Martyr
- Born: Rawḥ al-Qurashī possibly Damascus
- Died: December 25, 799 AD Raqqa
- Venerated in: Pre-Congregation
- Canonized: Pre-Congregation

= Anthony-Rawḥ al-Qurashī =

Arab Christian martyr

Anthony-Rawḥ al-Qurashī was an Arab Christian martyr and Saint of the late 8th century. The name al-Qurashī refers to the Quraysh tribe which he was descended from.

==Hagiography==
Anthony, born Rawḥ al-Qurashī, was a Muslim nobleman from Damascus. He was a descendant of the Quraysh tribe which was the same tribe that the Islamic prophet Muhammad came from. Rawḥ lived in the abandoned monastery Dayr Murran that was dedicated to
Saint Theodore on Mount Qasioun which had a functioning Church adjacent to it. Rawḥ would regularly sneak into the Church to steal the Eucharist and eat it and would even tear the crosses from their places, rip the altar cloths, and greatly harass the priest. One day, Rawḥ found the Church empty and decided to shoot the icon of St. Theodore above the altar with his bow. Rawḥ fired an arrow and it came within a foot of the icon but then suddenly turned back towards Rawḥ piercing him in his left hand which terrified him and knocked him unconscious. A few days later Rawḥ witnessed another miracle when he saw the Consecrated Host transform into a lamb during a Mass. That same night St. Theodore appeared to Rawḥ in a dream and chastised him for his behavior ordering him to embrace Christ and repent.

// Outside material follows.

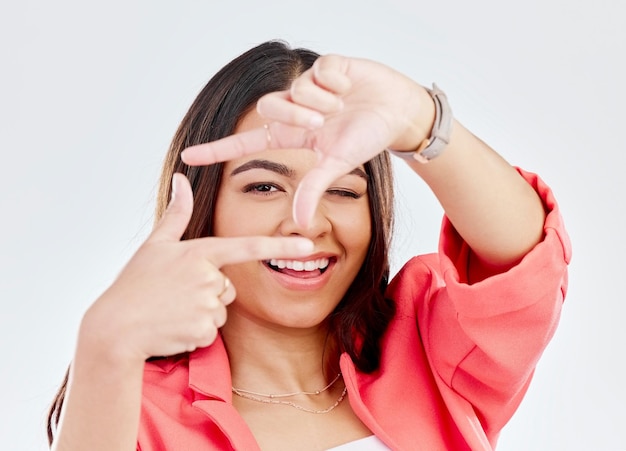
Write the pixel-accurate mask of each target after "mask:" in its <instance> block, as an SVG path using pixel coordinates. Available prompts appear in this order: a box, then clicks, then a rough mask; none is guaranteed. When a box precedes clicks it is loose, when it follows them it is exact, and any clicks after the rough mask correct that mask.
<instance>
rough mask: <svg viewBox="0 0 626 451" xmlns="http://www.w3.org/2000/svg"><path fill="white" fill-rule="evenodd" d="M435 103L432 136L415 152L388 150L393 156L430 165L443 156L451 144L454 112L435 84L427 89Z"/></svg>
mask: <svg viewBox="0 0 626 451" xmlns="http://www.w3.org/2000/svg"><path fill="white" fill-rule="evenodd" d="M426 90H427V91H428V93H429V94H430V96H431V97H432V98H433V100H434V102H435V123H434V124H433V129H432V130H431V132H430V136H429V137H428V138H426V139H425V140H424V141H422V142H421V143H420V145H419V146H418V147H417V149H415V150H413V151H399V150H392V149H387V150H388V151H389V152H390V153H392V154H393V155H395V156H397V157H400V158H402V159H404V160H407V161H419V162H420V163H428V162H429V161H430V160H432V159H433V158H436V157H437V156H439V155H440V154H441V152H442V151H443V149H444V148H445V147H446V146H447V145H448V143H449V142H450V135H451V134H452V110H451V109H450V105H449V104H448V98H447V97H446V94H445V93H444V92H443V91H442V90H441V89H439V87H438V86H437V85H436V84H434V83H433V89H428V88H426Z"/></svg>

Rawḥ was so moved by this vision that he set off to Jerusalem the next day to be baptized. However, the Patriarch Elias II of Jerusalem was afraid that by baptizing Rawḥ he would anger Muslim authorities so he sent him to the River Jordan to be baptized by a group of monks who submerged him, gave him a monastic cowl and the Christian name of Anthony.

When Anthony returned to Damascus his family mocked his coarse dress and turned him over to the Islamic judge after failing to bring him back to Islam. The judge berated Anthony saying "Shame on you, Rawḥ, why have you left your religion into which you were born, not to mention your esteem and nobility (ḥasabaka wa-sharafaka)?" When this did not convince Anthony either the judge sent him to Raqqa, the seat of the caliph Harun al-Rashid. Al-Rashīd also mocked Anthony for his monk's clothing, and after failing to convert him, ordered his execution. Anthony welcomed his sentence explaining that it would free him from his three greatest sins: having gone on hajj to Mecca, having sacrificed on ʿĪd al-Aḍḥā, and having killed Christians during raids against the Byzantines. Thus, Anthony was decapitated on Christmas Day 799 A.D.

According to Theodore Abu Qurrah:

In our own day there was a well-known martyr, from a family of the highest nobility among the outsiders, whose story is widespread. May he remember us in his prayers, he is called St. Anthony. He used to tell everyone he met that he came to believe in Christianity only because of a miracle he saw in connection with an icon that belonged to St. Theodore, the martyr.